STOCKHOLM—The lifetime risk of nephropathy among hypertensive patients with type 2 diabetes may be greater than previously reported, according to researchers.
In an observational cohort study of 11,526 patients with type 2 diabetes and hypertension, the investigators, led by Suma Vupputuri, PhD, MPH, an epidemiologist at Kaiser Permanente Center for Health Research/Southeast in Atlanta, showed that 68% of patients with normal albumin excretion at baseline had developed micro- or macroalbuminuria after a mean follow-up period of 5.5 years. Dr. Vupputuri presented study findings at the 46th Annual Meeting of the European Society for the Study of Diabetes.
In previous studies, researchers had estimated that nephropathy develops in one-third of diabetic patients, Dr. Vupputuri noted. These studies, however, were based on data that were collected when glycemic levels were higher and before aggressive treatment had been shown to reduce diabetic complications.
In the new study, micro- and macroalbuminuria rarely progressed to end-stage renal disease (ESRD). In addition, if macroalbuminuria is present at baseline, the use of ACE inhibitors or angiotensin receptor blockers (ARBs) has a protective effect, the study showed.
The study included subjects who were at least 18 years old and who had measurements of urine albumin-to-creatinine ratios (UACR) in 2001, 2002, or 2003, and at least one additional measurement three to eight years later. Investigators defined micro- and macroalbuminuria as a UACR of 30-299 and 300 mcg/mg or higher, respectively. A UACR below 30 was considered normal. The first UACR value recorded in a stage higher than at baseline defined progression.
Almost half of the patients with normal albumin excretion at baseline progressed to microalbuminuria, but few went beyond that stage.
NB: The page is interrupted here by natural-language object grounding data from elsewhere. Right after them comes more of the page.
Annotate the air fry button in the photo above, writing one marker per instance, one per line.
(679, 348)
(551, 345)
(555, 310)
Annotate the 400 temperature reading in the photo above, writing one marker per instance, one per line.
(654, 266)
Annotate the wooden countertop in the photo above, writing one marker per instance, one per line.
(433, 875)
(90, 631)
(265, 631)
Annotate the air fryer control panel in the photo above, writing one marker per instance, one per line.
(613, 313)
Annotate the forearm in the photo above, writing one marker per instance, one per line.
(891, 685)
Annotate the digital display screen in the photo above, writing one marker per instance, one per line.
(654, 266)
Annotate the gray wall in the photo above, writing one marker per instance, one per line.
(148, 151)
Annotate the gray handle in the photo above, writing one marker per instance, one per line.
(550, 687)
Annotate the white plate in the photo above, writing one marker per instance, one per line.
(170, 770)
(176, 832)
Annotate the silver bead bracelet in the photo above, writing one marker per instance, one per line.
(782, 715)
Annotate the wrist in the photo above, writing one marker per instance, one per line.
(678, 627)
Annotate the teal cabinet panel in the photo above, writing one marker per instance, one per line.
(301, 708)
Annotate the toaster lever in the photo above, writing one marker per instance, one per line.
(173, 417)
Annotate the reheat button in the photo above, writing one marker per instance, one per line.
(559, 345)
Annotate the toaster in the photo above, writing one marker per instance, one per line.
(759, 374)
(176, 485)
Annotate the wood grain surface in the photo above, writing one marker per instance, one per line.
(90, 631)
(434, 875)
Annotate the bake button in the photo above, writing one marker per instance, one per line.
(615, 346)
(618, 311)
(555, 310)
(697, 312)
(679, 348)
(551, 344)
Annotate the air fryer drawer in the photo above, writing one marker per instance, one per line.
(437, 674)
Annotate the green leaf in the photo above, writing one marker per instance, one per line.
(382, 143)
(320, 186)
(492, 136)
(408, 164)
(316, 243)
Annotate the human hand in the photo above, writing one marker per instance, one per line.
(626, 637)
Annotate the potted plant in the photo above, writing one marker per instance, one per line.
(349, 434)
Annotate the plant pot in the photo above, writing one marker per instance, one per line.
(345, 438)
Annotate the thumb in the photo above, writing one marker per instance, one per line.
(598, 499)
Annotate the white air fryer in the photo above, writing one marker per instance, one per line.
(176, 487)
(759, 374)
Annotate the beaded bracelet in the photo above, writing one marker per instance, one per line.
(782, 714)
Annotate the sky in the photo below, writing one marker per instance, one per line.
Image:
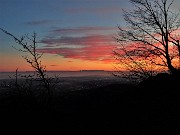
(72, 34)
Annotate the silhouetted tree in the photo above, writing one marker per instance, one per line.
(33, 58)
(150, 40)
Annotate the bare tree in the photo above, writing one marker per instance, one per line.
(33, 58)
(150, 40)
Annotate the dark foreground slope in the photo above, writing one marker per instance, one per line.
(151, 108)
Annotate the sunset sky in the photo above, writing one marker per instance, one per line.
(73, 34)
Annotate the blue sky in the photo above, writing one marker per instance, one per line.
(72, 32)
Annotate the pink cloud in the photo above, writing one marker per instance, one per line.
(93, 48)
(102, 10)
(39, 22)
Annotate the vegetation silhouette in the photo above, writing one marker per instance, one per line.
(149, 107)
(150, 42)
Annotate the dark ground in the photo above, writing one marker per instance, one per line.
(149, 108)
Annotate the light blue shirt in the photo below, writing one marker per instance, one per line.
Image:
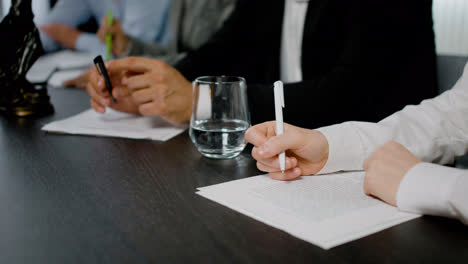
(145, 20)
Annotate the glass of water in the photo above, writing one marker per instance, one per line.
(220, 116)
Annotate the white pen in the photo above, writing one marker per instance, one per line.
(279, 105)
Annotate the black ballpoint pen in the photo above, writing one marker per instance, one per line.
(101, 68)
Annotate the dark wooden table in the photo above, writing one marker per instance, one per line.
(78, 199)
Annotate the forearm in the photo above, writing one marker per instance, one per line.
(435, 131)
(435, 190)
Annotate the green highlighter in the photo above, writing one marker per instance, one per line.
(109, 21)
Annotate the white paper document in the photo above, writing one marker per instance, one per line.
(327, 210)
(43, 68)
(116, 124)
(59, 77)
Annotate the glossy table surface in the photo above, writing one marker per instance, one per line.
(79, 199)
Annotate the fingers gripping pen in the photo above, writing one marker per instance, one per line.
(279, 105)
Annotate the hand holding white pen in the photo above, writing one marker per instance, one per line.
(279, 105)
(307, 149)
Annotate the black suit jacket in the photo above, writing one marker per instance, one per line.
(361, 59)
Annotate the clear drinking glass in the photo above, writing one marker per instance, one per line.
(220, 116)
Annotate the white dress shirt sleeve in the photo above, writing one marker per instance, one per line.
(435, 131)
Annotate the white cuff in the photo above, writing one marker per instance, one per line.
(426, 189)
(345, 151)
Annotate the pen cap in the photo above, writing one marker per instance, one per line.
(279, 91)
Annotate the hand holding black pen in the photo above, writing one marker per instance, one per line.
(101, 68)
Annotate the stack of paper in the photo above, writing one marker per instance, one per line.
(327, 210)
(116, 124)
(58, 78)
(65, 60)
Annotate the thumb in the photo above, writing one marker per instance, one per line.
(277, 144)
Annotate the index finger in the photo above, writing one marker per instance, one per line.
(133, 64)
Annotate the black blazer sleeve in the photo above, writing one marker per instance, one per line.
(362, 60)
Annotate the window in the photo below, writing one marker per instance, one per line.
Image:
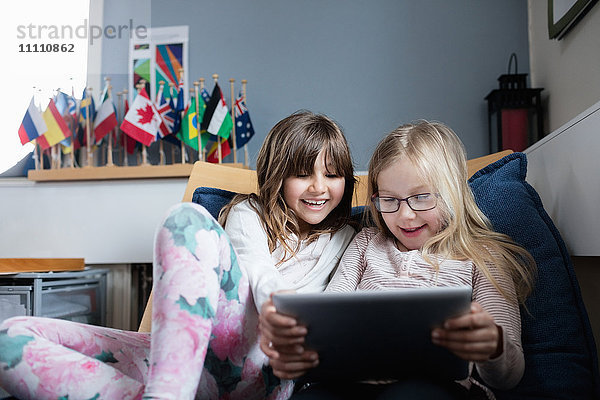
(32, 70)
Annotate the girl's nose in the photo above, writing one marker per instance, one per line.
(405, 211)
(317, 185)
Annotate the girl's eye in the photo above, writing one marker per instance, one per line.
(423, 197)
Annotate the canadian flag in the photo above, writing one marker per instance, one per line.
(142, 120)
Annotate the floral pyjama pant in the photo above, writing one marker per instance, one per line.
(203, 344)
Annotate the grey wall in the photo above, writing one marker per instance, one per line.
(369, 64)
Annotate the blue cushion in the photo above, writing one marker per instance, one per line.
(560, 353)
(212, 199)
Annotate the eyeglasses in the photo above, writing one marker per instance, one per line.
(417, 202)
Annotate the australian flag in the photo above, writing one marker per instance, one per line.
(243, 126)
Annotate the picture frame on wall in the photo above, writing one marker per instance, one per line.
(563, 15)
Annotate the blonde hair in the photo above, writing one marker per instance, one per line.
(439, 158)
(290, 149)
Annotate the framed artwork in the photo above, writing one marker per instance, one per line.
(159, 57)
(565, 14)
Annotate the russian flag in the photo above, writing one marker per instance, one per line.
(33, 124)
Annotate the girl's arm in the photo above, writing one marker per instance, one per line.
(490, 335)
(282, 340)
(352, 266)
(249, 239)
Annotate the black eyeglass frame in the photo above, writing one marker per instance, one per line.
(375, 199)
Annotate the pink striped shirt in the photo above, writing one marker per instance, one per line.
(373, 262)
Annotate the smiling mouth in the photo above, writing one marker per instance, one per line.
(314, 203)
(412, 230)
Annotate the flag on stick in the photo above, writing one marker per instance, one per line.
(33, 124)
(243, 125)
(57, 127)
(163, 108)
(106, 118)
(213, 154)
(217, 119)
(142, 120)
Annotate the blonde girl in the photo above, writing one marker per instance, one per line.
(430, 232)
(208, 282)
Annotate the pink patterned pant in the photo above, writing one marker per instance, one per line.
(204, 341)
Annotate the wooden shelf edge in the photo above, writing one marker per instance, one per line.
(107, 173)
(17, 265)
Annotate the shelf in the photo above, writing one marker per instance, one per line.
(107, 173)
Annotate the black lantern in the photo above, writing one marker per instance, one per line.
(514, 112)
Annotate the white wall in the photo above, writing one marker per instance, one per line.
(104, 222)
(567, 69)
(564, 168)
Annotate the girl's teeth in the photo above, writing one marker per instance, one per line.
(315, 203)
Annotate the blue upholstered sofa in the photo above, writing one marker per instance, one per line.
(560, 352)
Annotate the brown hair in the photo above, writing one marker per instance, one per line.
(291, 148)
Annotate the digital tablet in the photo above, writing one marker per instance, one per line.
(365, 335)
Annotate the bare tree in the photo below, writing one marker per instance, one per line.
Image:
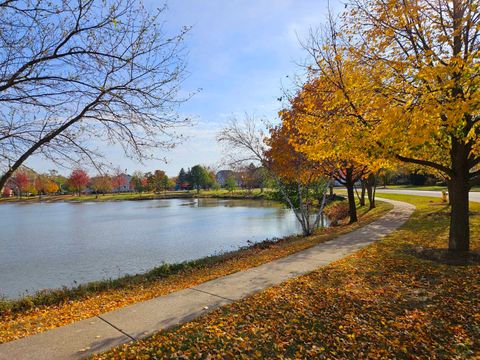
(78, 72)
(246, 142)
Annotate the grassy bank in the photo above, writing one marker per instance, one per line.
(421, 187)
(50, 309)
(221, 194)
(385, 301)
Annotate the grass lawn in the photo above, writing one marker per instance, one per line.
(50, 309)
(382, 302)
(421, 187)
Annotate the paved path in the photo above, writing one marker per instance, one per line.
(100, 333)
(474, 195)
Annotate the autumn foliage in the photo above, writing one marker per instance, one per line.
(78, 180)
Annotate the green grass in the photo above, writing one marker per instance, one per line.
(421, 187)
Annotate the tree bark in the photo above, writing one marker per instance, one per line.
(349, 184)
(458, 189)
(362, 195)
(370, 184)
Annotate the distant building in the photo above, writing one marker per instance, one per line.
(222, 176)
(123, 182)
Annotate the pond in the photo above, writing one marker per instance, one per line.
(49, 245)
Similarly, ESRD seldom developed in patients who first presented with microalbuminuria or macroalbuminuria
Over 89 months of follow-up, patients with normal baseline UACR’s showed the highest rate of progression, followed by those with microalbuminuria at baseline, and then macroalbuminuria at baseline (94.6, 44.1, and 6.7 per 1,000 patient-years, respectively).
“Among patients with normal albumin at baseline, those who progressed to a higher stage of nephropathy were in general older, had a longer duration of diabetes, had higher mean blood pressures, and higher HbA1c‘s,” Dr. Vupputuri said.
Patients who progressed from microalbuminuria were more likely to be male, with a longer duration of diabetes, higher mean blood pressure, and higher HbA1c levels. The progressors among the group with macroalbuminuria at baseline had similar risk factors as the microalbuminuria group plus lower estimated glomerular filtration rates and a diagnosis of cardiovascular disease or heart failure. In all the baseline cohorts, most patients were receiving antihypertensive agents (78%-91%), about half were on statins, and 67%-79% were receiving antihyperglycemic drugs. Insulin use went up and oral agents down with increasing nephropathy stage. ACE inhibitor or ARB use ranged from 61%-67% for all baseline groups whether they progressed or not, except for patients with macroglobulinuria who progressed. In this group, ACE inhibitor or ARB use was only 38%.
Because nephropathy is a major cause of cardiovascular disease and ESRD, it is important to understand the progression from normal levels of albumin excretion to micro- and macroalbuminuria and to define the risk factors for nephropathy progression.
Analyses showed that while ACE inhibitor or ARB use was not significantly associated with the progression of nephropathy for patients with baseline normal albumin excretion or microalbuminuria, use of these drugs was associated with a 47% decreased risk of progression in patients with baseline macroalbuminuria. In these patients, each five-year increment in age was associated with a 21% decreased risk. Each 10 mL/min/1.73 m2 increase in estimated glomerular filtration rate was associated with a 65% reduced risk.
Estimates of risk of progression could have been limited by survivor bias of patients who died before their nephropathy might have progressed, Dr. Vupputuri said. In addition, she said, “The use of ACE [inhibitors] and ARB’s was lower than expected in this population.” Therefore, greater use of these drugs may further reduce the burden of disease, she observed.
Session moderator Leszek Czupryniak, MD, PhD, associate professor of diabetology and internal medicine at the University of Lodz in Lodz, Poland, commented, “What was interesting in the study is that a lot of people develop early kidney damage, but then very few of them progress to end-stage renal disease.”
Although nearly half the people with normal albumin excretion developed microalbuminuria, only 6% progressed to macroalbuminuria, and a tiny fraction (0.09%) developed ESRD, Dr. Czupryniak pointed out. “We are able to maintain patients at an early level of kidney damage for years,” he said. “It’s easy to develop microalbuminuria, but then it’s also easy to stop it at this level.” Therapeutic measures include drug, diet, and lifestyle interventions, he added.